Question: A site links to mine that’s in another category. If my site is about sports and the linking site is a flower shop, will this hurt my authority in a niche because it comes from a site in an unrelated topic?
Answer: No, it won’t. Inbound links from an unrelated domain won’t hurt you. This hasn’t stopped SEO’s from spreading the opposite idea, but this is one of those bits of confusion in SEO that eventually becomes conventional wisdom. While an unrelated link won’t give a lot of optimization value to your site, it won’t cause any undue harm either. It could bring in traffic though, so on balance it’s not something to worry about.
There are plenty of higher quality links you could have coming from a site, and you should definitely diversify incoming links (such as from forums, blogs, static websites, etc.), but that’s not what this is about: it’s about unrelated inbound links and how that shouldn’t pose much of a problem.
Sabotage by the Competition
Google doesn’t want to start a bunch of web wars between webmasters.

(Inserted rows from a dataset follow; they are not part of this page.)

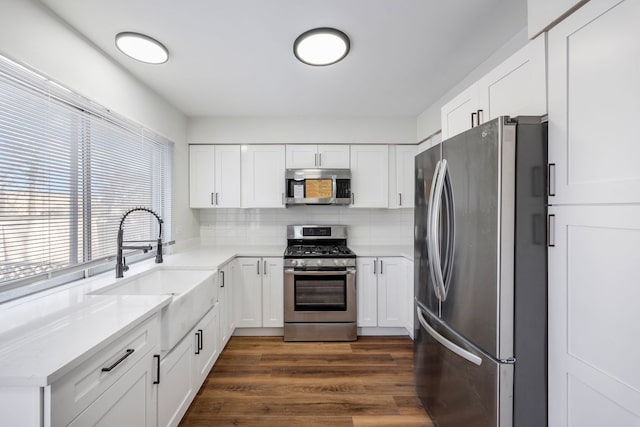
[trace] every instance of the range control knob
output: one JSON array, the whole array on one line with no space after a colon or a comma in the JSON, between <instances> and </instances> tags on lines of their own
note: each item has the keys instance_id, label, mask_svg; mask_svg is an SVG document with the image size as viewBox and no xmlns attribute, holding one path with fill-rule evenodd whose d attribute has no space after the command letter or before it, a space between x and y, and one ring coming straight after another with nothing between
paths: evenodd
<instances>
[{"instance_id":1,"label":"range control knob","mask_svg":"<svg viewBox=\"0 0 640 427\"><path fill-rule=\"evenodd\" d=\"M294 267L295 267L296 265L298 265L298 260L297 260L297 259L292 259L292 260L291 260L291 265L293 265Z\"/></svg>"},{"instance_id":2,"label":"range control knob","mask_svg":"<svg viewBox=\"0 0 640 427\"><path fill-rule=\"evenodd\" d=\"M304 266L304 260L296 261L300 267Z\"/></svg>"},{"instance_id":3,"label":"range control knob","mask_svg":"<svg viewBox=\"0 0 640 427\"><path fill-rule=\"evenodd\" d=\"M346 259L342 260L342 265L347 265L347 260Z\"/></svg>"},{"instance_id":4,"label":"range control knob","mask_svg":"<svg viewBox=\"0 0 640 427\"><path fill-rule=\"evenodd\" d=\"M334 265L338 265L338 264L340 264L340 260L339 260L339 259L334 259L334 260L333 260L333 264L334 264Z\"/></svg>"}]
</instances>

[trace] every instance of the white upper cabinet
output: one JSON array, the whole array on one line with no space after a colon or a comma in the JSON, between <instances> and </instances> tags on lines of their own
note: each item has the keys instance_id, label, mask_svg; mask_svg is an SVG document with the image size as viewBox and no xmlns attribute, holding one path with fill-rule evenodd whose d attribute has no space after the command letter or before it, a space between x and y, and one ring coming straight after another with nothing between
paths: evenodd
<instances>
[{"instance_id":1,"label":"white upper cabinet","mask_svg":"<svg viewBox=\"0 0 640 427\"><path fill-rule=\"evenodd\" d=\"M349 169L348 145L318 145L318 166L322 169Z\"/></svg>"},{"instance_id":2,"label":"white upper cabinet","mask_svg":"<svg viewBox=\"0 0 640 427\"><path fill-rule=\"evenodd\" d=\"M389 147L387 145L351 146L352 207L389 206Z\"/></svg>"},{"instance_id":3,"label":"white upper cabinet","mask_svg":"<svg viewBox=\"0 0 640 427\"><path fill-rule=\"evenodd\" d=\"M189 207L240 207L240 146L189 146Z\"/></svg>"},{"instance_id":4,"label":"white upper cabinet","mask_svg":"<svg viewBox=\"0 0 640 427\"><path fill-rule=\"evenodd\" d=\"M390 156L391 179L389 180L389 207L412 208L414 198L414 169L415 157L418 152L416 145L396 145L389 147L395 151Z\"/></svg>"},{"instance_id":5,"label":"white upper cabinet","mask_svg":"<svg viewBox=\"0 0 640 427\"><path fill-rule=\"evenodd\" d=\"M348 145L289 144L287 168L348 169Z\"/></svg>"},{"instance_id":6,"label":"white upper cabinet","mask_svg":"<svg viewBox=\"0 0 640 427\"><path fill-rule=\"evenodd\" d=\"M480 123L547 113L545 49L542 34L478 81Z\"/></svg>"},{"instance_id":7,"label":"white upper cabinet","mask_svg":"<svg viewBox=\"0 0 640 427\"><path fill-rule=\"evenodd\" d=\"M546 114L545 67L541 35L442 107L442 139L498 116Z\"/></svg>"},{"instance_id":8,"label":"white upper cabinet","mask_svg":"<svg viewBox=\"0 0 640 427\"><path fill-rule=\"evenodd\" d=\"M478 86L475 84L447 102L440 112L442 139L451 138L477 126L479 109Z\"/></svg>"},{"instance_id":9,"label":"white upper cabinet","mask_svg":"<svg viewBox=\"0 0 640 427\"><path fill-rule=\"evenodd\" d=\"M527 0L527 30L532 39L588 0Z\"/></svg>"},{"instance_id":10,"label":"white upper cabinet","mask_svg":"<svg viewBox=\"0 0 640 427\"><path fill-rule=\"evenodd\" d=\"M284 145L242 146L242 207L284 208Z\"/></svg>"},{"instance_id":11,"label":"white upper cabinet","mask_svg":"<svg viewBox=\"0 0 640 427\"><path fill-rule=\"evenodd\" d=\"M549 32L549 203L640 202L639 22L592 0Z\"/></svg>"},{"instance_id":12,"label":"white upper cabinet","mask_svg":"<svg viewBox=\"0 0 640 427\"><path fill-rule=\"evenodd\" d=\"M318 146L315 144L287 144L287 168L317 168Z\"/></svg>"}]
</instances>

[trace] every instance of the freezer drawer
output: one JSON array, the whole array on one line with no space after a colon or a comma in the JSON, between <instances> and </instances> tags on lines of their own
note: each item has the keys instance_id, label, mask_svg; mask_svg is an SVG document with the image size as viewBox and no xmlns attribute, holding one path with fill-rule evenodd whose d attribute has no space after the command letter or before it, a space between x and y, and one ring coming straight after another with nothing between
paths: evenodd
<instances>
[{"instance_id":1,"label":"freezer drawer","mask_svg":"<svg viewBox=\"0 0 640 427\"><path fill-rule=\"evenodd\" d=\"M512 426L514 365L486 356L420 305L416 313L416 388L437 425Z\"/></svg>"}]
</instances>

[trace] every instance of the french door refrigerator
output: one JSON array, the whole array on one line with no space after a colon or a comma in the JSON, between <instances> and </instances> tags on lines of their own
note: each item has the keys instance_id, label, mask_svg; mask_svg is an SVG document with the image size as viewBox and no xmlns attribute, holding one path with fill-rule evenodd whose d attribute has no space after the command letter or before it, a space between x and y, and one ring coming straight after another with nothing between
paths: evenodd
<instances>
[{"instance_id":1,"label":"french door refrigerator","mask_svg":"<svg viewBox=\"0 0 640 427\"><path fill-rule=\"evenodd\" d=\"M547 424L546 159L529 116L416 156L414 374L440 427Z\"/></svg>"}]
</instances>

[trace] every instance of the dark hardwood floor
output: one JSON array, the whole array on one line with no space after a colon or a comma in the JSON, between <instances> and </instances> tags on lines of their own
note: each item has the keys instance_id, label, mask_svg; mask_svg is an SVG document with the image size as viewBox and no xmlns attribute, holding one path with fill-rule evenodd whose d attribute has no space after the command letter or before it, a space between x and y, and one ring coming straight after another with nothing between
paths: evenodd
<instances>
[{"instance_id":1,"label":"dark hardwood floor","mask_svg":"<svg viewBox=\"0 0 640 427\"><path fill-rule=\"evenodd\" d=\"M232 337L181 426L429 426L408 337Z\"/></svg>"}]
</instances>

Imagine what would happen if unrelated links actually did affect SERPs. A competitor could swoop in and make a fleet of sites in unrelated categories all linking to the competition in a bid to damage the competition’s authority in the niche.

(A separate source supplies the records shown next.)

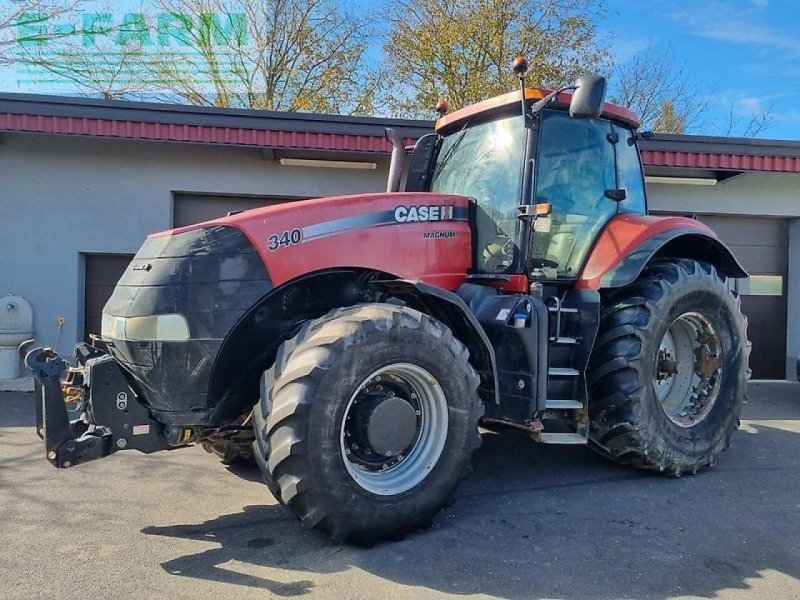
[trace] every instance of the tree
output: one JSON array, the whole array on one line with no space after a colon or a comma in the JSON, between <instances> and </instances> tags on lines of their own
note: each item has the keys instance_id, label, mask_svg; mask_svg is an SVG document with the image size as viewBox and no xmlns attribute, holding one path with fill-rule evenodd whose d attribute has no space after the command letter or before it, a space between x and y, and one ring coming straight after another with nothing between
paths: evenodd
<instances>
[{"instance_id":1,"label":"tree","mask_svg":"<svg viewBox=\"0 0 800 600\"><path fill-rule=\"evenodd\" d=\"M530 62L528 81L555 87L605 65L591 0L389 0L384 44L394 114L429 116L438 98L459 108L517 89L511 60Z\"/></svg>"},{"instance_id":2,"label":"tree","mask_svg":"<svg viewBox=\"0 0 800 600\"><path fill-rule=\"evenodd\" d=\"M94 6L98 12L82 13L75 35L21 44L15 60L48 93L53 86L65 85L106 99L135 97L148 80L140 69L143 45L133 40L118 43L129 24L113 23L111 8Z\"/></svg>"},{"instance_id":3,"label":"tree","mask_svg":"<svg viewBox=\"0 0 800 600\"><path fill-rule=\"evenodd\" d=\"M145 0L29 62L106 98L371 113L371 30L337 0ZM112 18L118 19L111 22Z\"/></svg>"},{"instance_id":4,"label":"tree","mask_svg":"<svg viewBox=\"0 0 800 600\"><path fill-rule=\"evenodd\" d=\"M25 45L75 35L75 29L49 25L59 17L72 14L79 0L14 0L0 6L0 65L19 62Z\"/></svg>"},{"instance_id":5,"label":"tree","mask_svg":"<svg viewBox=\"0 0 800 600\"><path fill-rule=\"evenodd\" d=\"M692 133L705 125L711 96L676 64L669 46L650 44L611 78L611 101L632 110L641 127L657 133Z\"/></svg>"},{"instance_id":6,"label":"tree","mask_svg":"<svg viewBox=\"0 0 800 600\"><path fill-rule=\"evenodd\" d=\"M653 121L653 130L659 133L684 133L686 119L675 110L675 103L666 100L660 107L658 116Z\"/></svg>"},{"instance_id":7,"label":"tree","mask_svg":"<svg viewBox=\"0 0 800 600\"><path fill-rule=\"evenodd\" d=\"M336 0L158 0L173 19L154 76L193 104L369 113L370 23Z\"/></svg>"}]
</instances>

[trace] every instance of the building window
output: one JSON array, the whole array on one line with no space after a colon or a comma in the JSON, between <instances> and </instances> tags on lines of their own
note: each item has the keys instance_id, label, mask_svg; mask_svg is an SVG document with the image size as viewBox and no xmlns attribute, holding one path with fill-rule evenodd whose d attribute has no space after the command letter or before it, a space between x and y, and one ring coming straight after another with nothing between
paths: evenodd
<instances>
[{"instance_id":1,"label":"building window","mask_svg":"<svg viewBox=\"0 0 800 600\"><path fill-rule=\"evenodd\" d=\"M742 296L783 296L782 275L750 275L747 279L732 279L731 283Z\"/></svg>"}]
</instances>

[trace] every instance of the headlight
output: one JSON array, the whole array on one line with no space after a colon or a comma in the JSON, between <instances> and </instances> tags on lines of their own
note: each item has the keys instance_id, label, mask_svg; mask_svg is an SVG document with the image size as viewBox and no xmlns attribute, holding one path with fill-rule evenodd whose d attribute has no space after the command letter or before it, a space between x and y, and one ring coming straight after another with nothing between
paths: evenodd
<instances>
[{"instance_id":1,"label":"headlight","mask_svg":"<svg viewBox=\"0 0 800 600\"><path fill-rule=\"evenodd\" d=\"M130 342L185 342L189 324L183 315L115 317L103 315L101 335L109 340Z\"/></svg>"}]
</instances>

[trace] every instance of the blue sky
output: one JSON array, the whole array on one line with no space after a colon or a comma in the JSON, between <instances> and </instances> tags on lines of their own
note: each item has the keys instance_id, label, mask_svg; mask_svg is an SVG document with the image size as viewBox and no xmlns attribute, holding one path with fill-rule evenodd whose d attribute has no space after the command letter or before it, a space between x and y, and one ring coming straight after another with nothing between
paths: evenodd
<instances>
[{"instance_id":1,"label":"blue sky","mask_svg":"<svg viewBox=\"0 0 800 600\"><path fill-rule=\"evenodd\" d=\"M705 133L720 133L727 102L749 120L772 107L760 137L800 139L800 3L796 0L610 0L605 27L619 58L652 41L671 48L711 107Z\"/></svg>"},{"instance_id":2,"label":"blue sky","mask_svg":"<svg viewBox=\"0 0 800 600\"><path fill-rule=\"evenodd\" d=\"M0 0L8 3L12 0ZM353 6L365 0L340 0ZM98 2L87 2L87 6ZM102 4L102 2L99 2ZM117 0L116 11L137 0ZM800 140L800 3L796 0L607 0L601 30L611 37L618 60L648 44L669 46L677 65L696 80L710 109L702 133L727 129L729 103L743 127L760 107L772 122L761 137ZM16 73L0 71L0 89L70 93L69 86L45 89L18 85ZM733 132L737 133L736 130Z\"/></svg>"}]
</instances>

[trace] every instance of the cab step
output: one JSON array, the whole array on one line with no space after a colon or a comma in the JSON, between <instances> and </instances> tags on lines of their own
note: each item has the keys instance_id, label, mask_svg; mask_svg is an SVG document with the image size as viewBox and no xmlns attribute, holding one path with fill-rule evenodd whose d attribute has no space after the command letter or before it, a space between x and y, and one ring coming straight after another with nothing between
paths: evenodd
<instances>
[{"instance_id":1,"label":"cab step","mask_svg":"<svg viewBox=\"0 0 800 600\"><path fill-rule=\"evenodd\" d=\"M547 369L547 374L551 377L577 377L580 375L580 371L563 367L550 367Z\"/></svg>"},{"instance_id":2,"label":"cab step","mask_svg":"<svg viewBox=\"0 0 800 600\"><path fill-rule=\"evenodd\" d=\"M586 438L580 433L545 433L539 434L542 444L585 444Z\"/></svg>"},{"instance_id":3,"label":"cab step","mask_svg":"<svg viewBox=\"0 0 800 600\"><path fill-rule=\"evenodd\" d=\"M550 400L548 398L545 408L552 410L580 410L583 408L583 403L577 400Z\"/></svg>"},{"instance_id":4,"label":"cab step","mask_svg":"<svg viewBox=\"0 0 800 600\"><path fill-rule=\"evenodd\" d=\"M551 344L561 344L564 346L573 346L578 343L578 340L574 337L567 337L565 335L559 337L551 337L550 338Z\"/></svg>"}]
</instances>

This is just not how it works. You want as many backlinks as you can get. It’s not as if you can control who links to you. Suppose someone running a blog about sports links to this blog. Maybe he just likes the SEO information. I’m not about to ask him to take down his link just because it’s in an unrelated niche. It doesn’t hurt my authority – especially if I have a number of other links coming in from SEO-related sites, which can actually be pretty tangential, covering a lot of different computer-related niches. Sites can be about web design, affiliate marketing, blogging - basically anything related to the Internet. My authority will not be compromised just because an off-topic site, or even several, decides to link to me.
Now, where it does become a problem is for the guy running the sports site. If he’s only linking to unrelated pages, then it’s hard for spiders to tell exactly the aim of his site, which will damage his site’s authority. The moral there: outbound links are far more important to site authority than inbound links. For the most part, you should welcome one way links whenever possible. A few unrelated or link farm-esque links aren’t going to bring down your entire linking strategy.

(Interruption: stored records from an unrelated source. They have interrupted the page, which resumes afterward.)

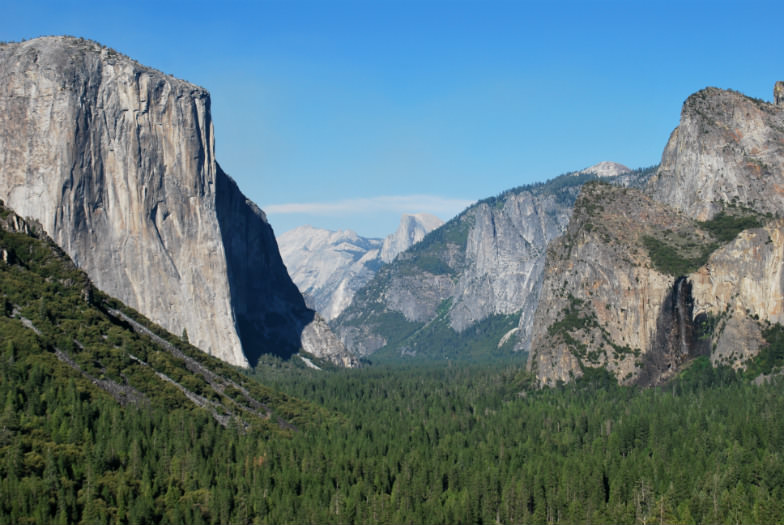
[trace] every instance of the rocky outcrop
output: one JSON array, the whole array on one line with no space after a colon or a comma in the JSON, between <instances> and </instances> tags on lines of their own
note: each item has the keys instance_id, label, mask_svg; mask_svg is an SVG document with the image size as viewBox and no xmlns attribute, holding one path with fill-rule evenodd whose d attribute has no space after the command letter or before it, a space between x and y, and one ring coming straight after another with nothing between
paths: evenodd
<instances>
[{"instance_id":1,"label":"rocky outcrop","mask_svg":"<svg viewBox=\"0 0 784 525\"><path fill-rule=\"evenodd\" d=\"M586 185L548 250L528 364L540 384L603 367L650 386L701 355L744 366L765 344L761 327L784 317L784 222L723 245L715 226L636 190Z\"/></svg>"},{"instance_id":2,"label":"rocky outcrop","mask_svg":"<svg viewBox=\"0 0 784 525\"><path fill-rule=\"evenodd\" d=\"M650 386L711 349L733 366L755 355L758 322L781 317L781 225L723 246L715 226L633 189L584 186L548 250L528 364L540 384L603 367Z\"/></svg>"},{"instance_id":3,"label":"rocky outcrop","mask_svg":"<svg viewBox=\"0 0 784 525\"><path fill-rule=\"evenodd\" d=\"M765 344L760 323L784 324L784 221L741 232L690 278L695 315L716 325L711 361L742 366Z\"/></svg>"},{"instance_id":4,"label":"rocky outcrop","mask_svg":"<svg viewBox=\"0 0 784 525\"><path fill-rule=\"evenodd\" d=\"M665 224L691 229L692 221L673 224L672 215L633 189L583 188L566 234L548 250L533 320L528 368L542 385L568 382L584 366L636 379L673 284L652 267L642 239Z\"/></svg>"},{"instance_id":5,"label":"rocky outcrop","mask_svg":"<svg viewBox=\"0 0 784 525\"><path fill-rule=\"evenodd\" d=\"M716 88L690 96L648 191L699 220L727 203L780 214L784 109Z\"/></svg>"},{"instance_id":6,"label":"rocky outcrop","mask_svg":"<svg viewBox=\"0 0 784 525\"><path fill-rule=\"evenodd\" d=\"M777 106L784 105L784 82L781 80L773 86L773 102Z\"/></svg>"},{"instance_id":7,"label":"rocky outcrop","mask_svg":"<svg viewBox=\"0 0 784 525\"><path fill-rule=\"evenodd\" d=\"M604 160L602 162L599 162L598 164L594 164L593 166L585 168L584 170L580 170L577 173L579 175L592 173L599 178L604 178L604 177L617 177L618 175L625 175L627 173L631 173L631 171L632 170L630 170L623 164Z\"/></svg>"},{"instance_id":8,"label":"rocky outcrop","mask_svg":"<svg viewBox=\"0 0 784 525\"><path fill-rule=\"evenodd\" d=\"M83 39L0 46L2 198L99 288L247 366L297 351L314 314L214 143L202 88Z\"/></svg>"},{"instance_id":9,"label":"rocky outcrop","mask_svg":"<svg viewBox=\"0 0 784 525\"><path fill-rule=\"evenodd\" d=\"M743 367L760 351L784 321L781 118L703 90L646 187L653 199L584 186L548 251L529 360L541 385L586 367L654 385L700 355Z\"/></svg>"}]
</instances>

December 4th, 2008 at 11:54 pm
Thanks for clearing that up. I suppose the concern here is for those of us who have Dofollow comments - this attracts people from all over looking for backlinks, often in unrelated niches. Would you say this is something to be concerned about?
December 5th, 2008 at 9:29 am
Well, given that comments have less ranking power than post links, it’s not as big of an issue. But yeah, anyone with a blog should moderate comments and use the backlink checker I wrote about earlier to make sure that the site is square. And if most of your comments are about the web (your niche) you’ll be fine. Thanks for the comment(s).
December 5th, 2008 at 2:14 pm
I found you through someones commentluv; good stuff (although we need a subscribe to comments plugin and email enabled subscription option
).
This is indeed where a lot of confusion stems. You can’t really control who links to you, but you can certainly control your own backlinks…this is where most screw up thinking all backlinks are good.
As for comments, I always hover anyway since I like to visit those that comment on my blogs. I don’t allow affiliate links or anything that looks fishy. Most of the really well know get caught by Akismet anyway.
December 5th, 2008 at 9:49 pm
Hey, thanks for the tip about subscribe to comments. Installed, working. Still fixing house around here. Taking a new template out for a run…
December 6th, 2008 at 8:29 am
I understand and thanks! Could you also enable an email option for subscription? I’d like to subscribe, but I only do so through email…I hate feed readers. LOL
December 6th, 2008 at 11:00 am
Your wish is my search for a plugin. Still looking for a way to make a nicer looking input form than the one put out by Subscribe2 or Feedburner, but there it is in the bottom right.
December 6th, 2008 at 5:17 pm
Thanks!
December 17th, 2008 at 9:28 am
Thanks for an interesting post. I may not have understood your answer to Rodney. If you received a comment from someone who puts his link to his website, which is an entirely different niche do you accept this comment.
Peter Lee
December 17th, 2008 at 1:55 pm
Peter, thanks for writing. Unless you’re getting bombarded with comments all from a different niche then linking in a comment isn’t going to hurt you, especially if the commenter has left a useful comment that improves content for the post. As comment links don’t have that much PR power, a few links within many more in your niche isn’t going to damage your site’s authority. Judging by your blog’s comments, the vast majority are ebusiness/marketing related so you’re fine.